Otros derechos examinados en la jurisprudencia de la Corte y en la obra de las profesoras francesa y española: derecho a la nacionalidad, derechos de participación política y "derechos que posibilitan el ejercicio de los demás derechos, los <<derechos a los derechos>>", como los denominan nuestras tratadistas (p. 81). En este campo hay reflexiones y avances apreciables: vinculación (tema sujeto a debate) entre los artículos 8o. (garantías judiciales) y 25 (protección judicial de derechos fundamentales), restricción material y personal de la jurisdicción castrense, derecho a la verdad, materia en la que "la Corte de San José ha sido pionera"; aquí "trata de dar respuesta a un pasado difícil de afrontar y que en otros muchos lugares del mundo no ha dado lugar a pronunciamiento judicial alguno" (p. 87).
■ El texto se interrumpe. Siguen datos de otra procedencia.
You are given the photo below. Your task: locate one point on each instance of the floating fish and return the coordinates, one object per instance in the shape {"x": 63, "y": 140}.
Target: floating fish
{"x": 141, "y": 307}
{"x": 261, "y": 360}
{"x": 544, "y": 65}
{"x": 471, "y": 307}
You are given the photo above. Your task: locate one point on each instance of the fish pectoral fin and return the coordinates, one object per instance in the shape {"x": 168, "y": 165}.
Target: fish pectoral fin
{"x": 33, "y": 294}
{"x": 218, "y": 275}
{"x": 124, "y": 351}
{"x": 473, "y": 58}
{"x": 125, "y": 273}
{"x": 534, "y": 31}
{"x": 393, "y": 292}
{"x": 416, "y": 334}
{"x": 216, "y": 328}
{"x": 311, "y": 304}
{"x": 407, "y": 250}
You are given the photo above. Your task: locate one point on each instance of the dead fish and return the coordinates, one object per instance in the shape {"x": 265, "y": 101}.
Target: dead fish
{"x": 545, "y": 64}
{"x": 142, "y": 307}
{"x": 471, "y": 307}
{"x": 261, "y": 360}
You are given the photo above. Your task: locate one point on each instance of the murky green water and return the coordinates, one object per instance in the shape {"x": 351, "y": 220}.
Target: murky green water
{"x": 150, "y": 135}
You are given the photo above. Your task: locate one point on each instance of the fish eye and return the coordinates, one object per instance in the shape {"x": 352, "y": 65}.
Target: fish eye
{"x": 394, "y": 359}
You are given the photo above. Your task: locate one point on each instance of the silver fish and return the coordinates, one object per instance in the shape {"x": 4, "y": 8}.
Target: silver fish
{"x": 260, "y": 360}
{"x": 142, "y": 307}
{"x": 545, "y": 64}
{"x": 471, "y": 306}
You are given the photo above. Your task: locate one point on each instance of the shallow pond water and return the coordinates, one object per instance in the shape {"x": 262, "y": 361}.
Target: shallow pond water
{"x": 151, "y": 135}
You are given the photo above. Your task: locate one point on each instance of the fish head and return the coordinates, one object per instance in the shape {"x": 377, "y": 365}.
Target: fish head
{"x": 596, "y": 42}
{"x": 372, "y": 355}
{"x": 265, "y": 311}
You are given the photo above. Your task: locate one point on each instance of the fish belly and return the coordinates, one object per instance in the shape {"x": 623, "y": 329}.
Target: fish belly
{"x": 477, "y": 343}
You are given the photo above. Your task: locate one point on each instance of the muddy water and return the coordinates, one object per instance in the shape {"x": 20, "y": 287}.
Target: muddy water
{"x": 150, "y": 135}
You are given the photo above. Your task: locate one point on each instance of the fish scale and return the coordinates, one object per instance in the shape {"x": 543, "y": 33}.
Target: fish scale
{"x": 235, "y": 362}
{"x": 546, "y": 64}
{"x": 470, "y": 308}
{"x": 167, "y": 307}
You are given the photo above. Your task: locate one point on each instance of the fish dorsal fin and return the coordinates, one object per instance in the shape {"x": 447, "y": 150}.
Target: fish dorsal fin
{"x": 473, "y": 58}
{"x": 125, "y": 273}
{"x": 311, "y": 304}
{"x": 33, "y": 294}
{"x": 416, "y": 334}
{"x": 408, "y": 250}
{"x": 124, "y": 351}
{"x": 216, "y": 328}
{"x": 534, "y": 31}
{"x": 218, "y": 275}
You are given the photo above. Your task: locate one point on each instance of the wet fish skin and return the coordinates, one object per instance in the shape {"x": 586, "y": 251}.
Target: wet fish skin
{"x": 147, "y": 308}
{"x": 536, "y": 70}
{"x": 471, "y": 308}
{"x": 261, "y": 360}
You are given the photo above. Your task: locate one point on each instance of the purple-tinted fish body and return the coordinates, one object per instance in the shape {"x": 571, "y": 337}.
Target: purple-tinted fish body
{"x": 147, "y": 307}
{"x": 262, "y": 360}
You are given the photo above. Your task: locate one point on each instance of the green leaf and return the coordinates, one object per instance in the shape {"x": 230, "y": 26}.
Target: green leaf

Al sostener que este derecho abarca el conocimiento de toda la verdad", la Corte Interamericana "se convierte, una vez más, en abanderada de la justicia en el continente americano, creando una jurisprudencia fascinante e innovadora" (p. 90).

Cuando examinan la composición histórica de la Corte Interamericana, a partir de su establecimiento en 1979, las autoras mencionan un tema que captó la opinión consultiva OC–20/2009, solicitada por el gobierno de Argentina y emitida después de la preparación y edición del libro que ahora comento: los jueces ad–hoc. ¿Es pertinente —conforme a la Convención Americana— la presencia de jueces ad–hoc en el conocimiento de contiendas desencadenadas por una denuncia individual, no por una demanda estatal (casos interestatales)? ¿Lo es la intervención (en el desempeño de la competencia contenciosa) de jueces que tienen la nacionalidad del Estado demandado?

La Corte Interamericana ha respondido negativamente a ambas interrogantes. Para ello proporciona sólidos argumentos, que acojo y analizo en un extenso voto particular concurrente, el último que emití en mi desempeño como miembro de la Corte. Estimo que en este punto —relativo a una reflexión del tribunal sobre sí mismo: su propia composición, para bien de la justicia— también hay un buen paso adelante.

Dejo aquí el comentario sobre la obra de las profesoras Laurence Burgorgue–Larsen y Amaya Úbeda de Torres, que merecería muchas páginas más, impracticables en una nota bibliográfica. Contribuye significativamente al adecuado conocimiento de la jurisdicción interamericana —señalando, como dije, el claroscuro que existe en el desarrollo de una jurisprudencia en formación, relativamente joven—, pero también, y sobre todo, al afianzamiento de un indispensable sistema supranacional de protección de los derechos humanos, que remueva escollos y promueva progresos en el ámbito de los países americanos.